Sumsel – Tim Penyidik Kejaksaan Tinggi Sumatera Selatan melakukan penangkapan terhadap 2 (dua) orang dengan kasus dugaan merima suap atau pemberian sejumlah uang sekitar Rp1,6 Miliar diperoleh dari pengusaha/rekanan terkait pencairan uang muka untuk kegiatan Pengembangan Jaringan Irigasi Ataran Air Lemutu Kecamatan Tanjung Agung pada Dinas Pekerjaan Umum dan Penataan Ruang Kabupaten Muara Enim, Rabu (18/2/2026)

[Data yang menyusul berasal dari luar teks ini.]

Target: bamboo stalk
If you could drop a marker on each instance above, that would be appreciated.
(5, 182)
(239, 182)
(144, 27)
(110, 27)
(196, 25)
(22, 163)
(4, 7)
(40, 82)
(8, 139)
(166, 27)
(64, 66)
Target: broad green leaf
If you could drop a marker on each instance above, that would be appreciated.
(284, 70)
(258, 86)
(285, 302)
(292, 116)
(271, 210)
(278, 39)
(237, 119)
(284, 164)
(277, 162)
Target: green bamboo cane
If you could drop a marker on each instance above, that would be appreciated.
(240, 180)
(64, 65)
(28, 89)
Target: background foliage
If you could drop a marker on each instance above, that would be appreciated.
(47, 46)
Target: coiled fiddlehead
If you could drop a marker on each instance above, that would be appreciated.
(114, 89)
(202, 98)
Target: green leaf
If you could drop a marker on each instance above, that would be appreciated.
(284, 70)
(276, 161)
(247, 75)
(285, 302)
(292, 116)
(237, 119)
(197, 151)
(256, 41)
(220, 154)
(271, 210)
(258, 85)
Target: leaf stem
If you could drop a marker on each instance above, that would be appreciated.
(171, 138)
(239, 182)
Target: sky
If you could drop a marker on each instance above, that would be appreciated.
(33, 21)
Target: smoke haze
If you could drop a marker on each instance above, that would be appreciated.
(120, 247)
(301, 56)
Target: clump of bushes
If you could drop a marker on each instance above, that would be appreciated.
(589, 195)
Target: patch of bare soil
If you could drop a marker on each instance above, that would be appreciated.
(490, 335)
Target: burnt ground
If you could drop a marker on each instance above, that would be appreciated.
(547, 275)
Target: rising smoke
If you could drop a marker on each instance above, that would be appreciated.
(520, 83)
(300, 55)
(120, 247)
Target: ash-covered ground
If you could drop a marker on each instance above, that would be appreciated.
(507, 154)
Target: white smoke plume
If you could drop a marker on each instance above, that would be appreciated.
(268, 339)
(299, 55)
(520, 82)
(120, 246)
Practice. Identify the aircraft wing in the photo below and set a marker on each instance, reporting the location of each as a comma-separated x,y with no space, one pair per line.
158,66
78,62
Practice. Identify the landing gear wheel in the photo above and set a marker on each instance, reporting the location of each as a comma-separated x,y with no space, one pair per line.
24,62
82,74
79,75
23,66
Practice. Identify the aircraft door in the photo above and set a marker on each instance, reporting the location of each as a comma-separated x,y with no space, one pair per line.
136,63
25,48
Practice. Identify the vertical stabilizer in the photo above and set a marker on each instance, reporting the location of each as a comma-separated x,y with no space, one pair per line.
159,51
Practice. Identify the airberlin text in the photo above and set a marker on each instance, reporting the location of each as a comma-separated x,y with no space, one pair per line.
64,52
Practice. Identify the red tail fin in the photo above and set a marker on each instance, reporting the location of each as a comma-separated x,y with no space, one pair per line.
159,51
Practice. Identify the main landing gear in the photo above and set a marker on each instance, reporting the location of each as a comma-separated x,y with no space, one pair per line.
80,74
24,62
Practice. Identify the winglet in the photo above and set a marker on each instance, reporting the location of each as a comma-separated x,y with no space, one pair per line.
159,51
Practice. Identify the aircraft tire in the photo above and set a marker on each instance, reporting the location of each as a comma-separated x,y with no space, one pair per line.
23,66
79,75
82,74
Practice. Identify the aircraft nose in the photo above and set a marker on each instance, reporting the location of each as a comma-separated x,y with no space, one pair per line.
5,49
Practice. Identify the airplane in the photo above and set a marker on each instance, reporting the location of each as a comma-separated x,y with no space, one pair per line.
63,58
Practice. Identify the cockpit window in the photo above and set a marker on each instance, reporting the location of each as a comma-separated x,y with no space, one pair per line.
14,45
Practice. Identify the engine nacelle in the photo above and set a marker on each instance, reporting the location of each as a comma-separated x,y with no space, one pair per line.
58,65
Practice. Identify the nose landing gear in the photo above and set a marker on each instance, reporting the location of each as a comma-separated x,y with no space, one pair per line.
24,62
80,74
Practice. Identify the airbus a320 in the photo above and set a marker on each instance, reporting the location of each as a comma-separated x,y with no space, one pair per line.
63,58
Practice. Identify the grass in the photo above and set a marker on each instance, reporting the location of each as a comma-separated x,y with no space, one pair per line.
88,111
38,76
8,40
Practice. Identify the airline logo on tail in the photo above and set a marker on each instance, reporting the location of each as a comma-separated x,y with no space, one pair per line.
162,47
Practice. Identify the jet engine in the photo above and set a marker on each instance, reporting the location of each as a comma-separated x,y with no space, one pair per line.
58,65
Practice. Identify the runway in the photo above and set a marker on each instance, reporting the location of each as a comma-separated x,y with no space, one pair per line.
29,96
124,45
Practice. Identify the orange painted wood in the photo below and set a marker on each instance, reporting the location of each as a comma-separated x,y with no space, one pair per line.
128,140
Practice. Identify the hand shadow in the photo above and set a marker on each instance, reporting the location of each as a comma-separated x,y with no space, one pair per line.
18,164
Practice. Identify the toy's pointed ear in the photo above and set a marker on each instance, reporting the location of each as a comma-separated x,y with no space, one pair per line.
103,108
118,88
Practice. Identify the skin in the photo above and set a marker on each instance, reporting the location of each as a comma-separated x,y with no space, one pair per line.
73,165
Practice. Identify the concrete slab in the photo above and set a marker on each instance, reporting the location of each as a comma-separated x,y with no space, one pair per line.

“Dua orang yang dilakukan penangkapan yaitu berinisial anggota DPRD Muara Enim berinisial KT dan RA selaku anak Anggota DPRD Muara Enim,”kata Dr. Ketut Sumedana Kajati Simatera Selatan menyampaikan kepada wartawan dalam rilisnya.

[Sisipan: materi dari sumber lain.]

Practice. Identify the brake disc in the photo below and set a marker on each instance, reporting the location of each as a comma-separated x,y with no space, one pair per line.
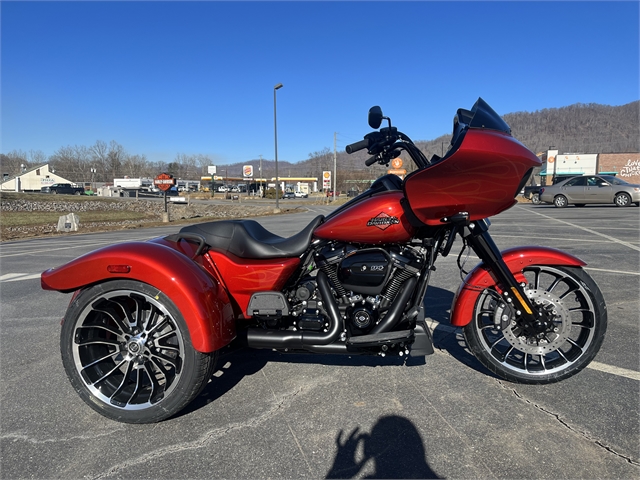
554,335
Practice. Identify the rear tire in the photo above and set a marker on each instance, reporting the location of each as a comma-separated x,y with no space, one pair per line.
127,352
494,335
622,200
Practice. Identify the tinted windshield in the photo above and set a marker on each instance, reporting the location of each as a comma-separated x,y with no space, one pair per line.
483,116
614,180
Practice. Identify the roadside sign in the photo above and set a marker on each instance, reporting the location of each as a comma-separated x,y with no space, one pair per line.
164,181
326,180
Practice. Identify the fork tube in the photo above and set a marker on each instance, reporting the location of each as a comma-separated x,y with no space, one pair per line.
477,235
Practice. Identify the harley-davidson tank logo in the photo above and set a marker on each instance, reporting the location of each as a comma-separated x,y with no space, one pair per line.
382,221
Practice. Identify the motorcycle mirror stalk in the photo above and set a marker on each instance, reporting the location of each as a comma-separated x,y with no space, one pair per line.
375,117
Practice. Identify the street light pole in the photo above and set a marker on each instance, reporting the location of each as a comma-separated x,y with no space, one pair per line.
275,133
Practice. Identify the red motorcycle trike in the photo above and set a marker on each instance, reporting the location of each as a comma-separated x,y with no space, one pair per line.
140,337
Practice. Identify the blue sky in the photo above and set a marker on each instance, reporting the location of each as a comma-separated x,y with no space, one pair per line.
163,78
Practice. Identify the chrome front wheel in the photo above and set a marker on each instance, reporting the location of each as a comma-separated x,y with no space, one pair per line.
569,341
127,351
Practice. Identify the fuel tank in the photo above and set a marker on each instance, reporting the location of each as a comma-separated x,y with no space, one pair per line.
377,219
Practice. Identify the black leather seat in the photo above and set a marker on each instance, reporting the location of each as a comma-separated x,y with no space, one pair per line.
249,239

Lanjut Kajati Ketut yang didampingi
Kasi Penkum Vanny Yulia Eka Sari menjelaskan, selanjutnya Tim Penyidik melakukan penggeledahan pada 3 (tiga) lokasi yaitu :
1. Rumah Saksi KT di Perumahan Hunian Sederhana Greencity Blok Q5 Desa Muara Lawai Kabupaten Muara Enim;
2. Rumah Saksi KT di Perumahan Hunian Sederhana Greencity Blok Q6 Desa Muara Lawai Kabupaten Muara Enim;
3. Rumah Saksi MH di Jl. Pramuka 4 Rt.1 Rw.7 Kel. Pasar II, Kec. Muara Enim, Kabupaten Muara Enim
“Saat ini Tim Penyidik Kejaksaan Tinggi Sumatera Selatan telah memeriksa 10 (sepuluh) orang saksi,”jelasnya
Ia menjelaskan uang sekitar Rp1,6 Miliar tersebut yang bersumber dari kegiatan pengembangan Jaringan Irigasi Ataran Air Lemutu Kec. Tanjung Agung pada Dinas PUPR KabupatenbMuara Enim dengan Nilai Kontrak sebesar Rp7 Miliar, telah dibelikan 1 (satu) buah mobil Alphard berwarna putih Plat B 2451 KYR.

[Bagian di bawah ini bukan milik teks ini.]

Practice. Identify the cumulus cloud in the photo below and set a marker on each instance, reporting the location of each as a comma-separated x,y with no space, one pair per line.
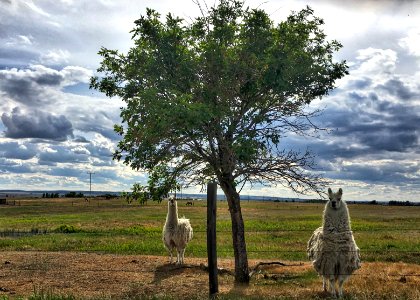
15,150
411,42
36,124
38,85
54,57
376,61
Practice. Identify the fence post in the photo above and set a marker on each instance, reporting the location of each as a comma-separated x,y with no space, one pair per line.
211,239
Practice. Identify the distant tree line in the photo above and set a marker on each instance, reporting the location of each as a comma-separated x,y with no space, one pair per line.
74,195
50,195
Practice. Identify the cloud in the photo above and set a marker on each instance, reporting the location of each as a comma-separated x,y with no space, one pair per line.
36,124
15,150
13,167
411,42
55,57
376,61
38,85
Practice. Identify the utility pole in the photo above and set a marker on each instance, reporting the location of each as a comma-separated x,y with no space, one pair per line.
90,183
211,239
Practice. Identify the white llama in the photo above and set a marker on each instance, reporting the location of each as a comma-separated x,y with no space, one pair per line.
332,248
176,232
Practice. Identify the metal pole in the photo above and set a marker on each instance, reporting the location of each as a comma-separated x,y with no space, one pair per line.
211,239
90,184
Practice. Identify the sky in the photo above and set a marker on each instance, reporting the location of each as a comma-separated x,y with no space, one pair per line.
54,129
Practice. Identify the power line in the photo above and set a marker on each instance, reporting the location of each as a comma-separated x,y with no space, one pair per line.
90,183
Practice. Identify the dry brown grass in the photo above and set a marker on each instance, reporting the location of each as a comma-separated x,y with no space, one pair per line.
107,276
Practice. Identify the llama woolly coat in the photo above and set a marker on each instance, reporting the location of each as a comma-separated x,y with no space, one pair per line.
332,247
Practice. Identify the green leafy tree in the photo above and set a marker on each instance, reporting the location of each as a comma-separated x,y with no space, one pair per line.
160,183
213,98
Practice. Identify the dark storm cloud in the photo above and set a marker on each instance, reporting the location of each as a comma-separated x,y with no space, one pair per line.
397,88
63,154
36,124
8,166
391,173
80,139
16,57
100,121
14,150
359,84
66,172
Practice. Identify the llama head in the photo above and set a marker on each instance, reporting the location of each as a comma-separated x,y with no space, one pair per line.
335,198
171,202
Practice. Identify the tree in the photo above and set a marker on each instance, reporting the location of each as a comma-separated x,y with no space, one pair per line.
159,185
213,98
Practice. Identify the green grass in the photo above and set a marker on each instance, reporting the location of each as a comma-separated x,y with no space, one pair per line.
273,230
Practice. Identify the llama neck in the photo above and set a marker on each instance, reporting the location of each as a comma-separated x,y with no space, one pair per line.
172,216
336,220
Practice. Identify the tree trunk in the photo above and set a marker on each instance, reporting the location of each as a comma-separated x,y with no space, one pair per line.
238,232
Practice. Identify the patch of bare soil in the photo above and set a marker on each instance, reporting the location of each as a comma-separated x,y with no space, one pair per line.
107,276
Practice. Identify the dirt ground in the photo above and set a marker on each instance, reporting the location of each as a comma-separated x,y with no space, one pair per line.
107,276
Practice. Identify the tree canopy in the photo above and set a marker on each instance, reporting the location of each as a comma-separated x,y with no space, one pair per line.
213,97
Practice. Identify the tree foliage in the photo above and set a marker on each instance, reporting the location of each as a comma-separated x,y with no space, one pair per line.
160,183
212,99
219,94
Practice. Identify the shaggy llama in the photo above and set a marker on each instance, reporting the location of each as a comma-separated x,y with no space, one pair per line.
332,248
176,232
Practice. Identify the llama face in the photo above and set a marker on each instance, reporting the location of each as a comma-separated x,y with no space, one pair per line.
172,202
335,198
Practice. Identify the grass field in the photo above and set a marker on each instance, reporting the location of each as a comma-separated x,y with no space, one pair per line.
277,231
53,249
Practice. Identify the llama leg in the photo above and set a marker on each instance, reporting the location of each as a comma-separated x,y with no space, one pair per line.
178,257
341,281
332,285
182,256
170,255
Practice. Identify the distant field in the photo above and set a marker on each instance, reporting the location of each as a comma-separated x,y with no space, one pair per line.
277,231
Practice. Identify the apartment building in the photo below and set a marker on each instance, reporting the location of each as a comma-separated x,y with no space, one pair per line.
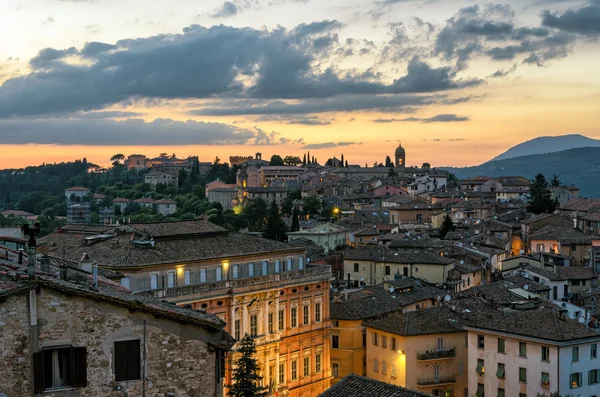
257,286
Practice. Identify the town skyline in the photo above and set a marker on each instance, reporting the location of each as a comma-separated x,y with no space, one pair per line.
457,82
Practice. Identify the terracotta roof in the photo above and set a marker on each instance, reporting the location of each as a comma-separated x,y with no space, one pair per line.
77,189
358,386
435,320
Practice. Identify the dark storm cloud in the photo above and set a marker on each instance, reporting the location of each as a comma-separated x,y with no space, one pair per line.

Dari hasil penggeledahan pada tiga lokasi tersebut kemudian dilakukan penyitaan terhadap 1 (satu) unit Mobil Alphard warna putih Plat B 2451 KYR, dokumen, barang elektronik handphone serta surat yang dianggap perlu dan berkaitan dengan Perkara tersebut.
“Perkara tersebut akan terus dikembangkan dan tidak menutup kemungkinan akan melakukan pemeriksaan dari Pemerintah Daerah termasuk Kepala Daerah,”imbuhnya. (tugas).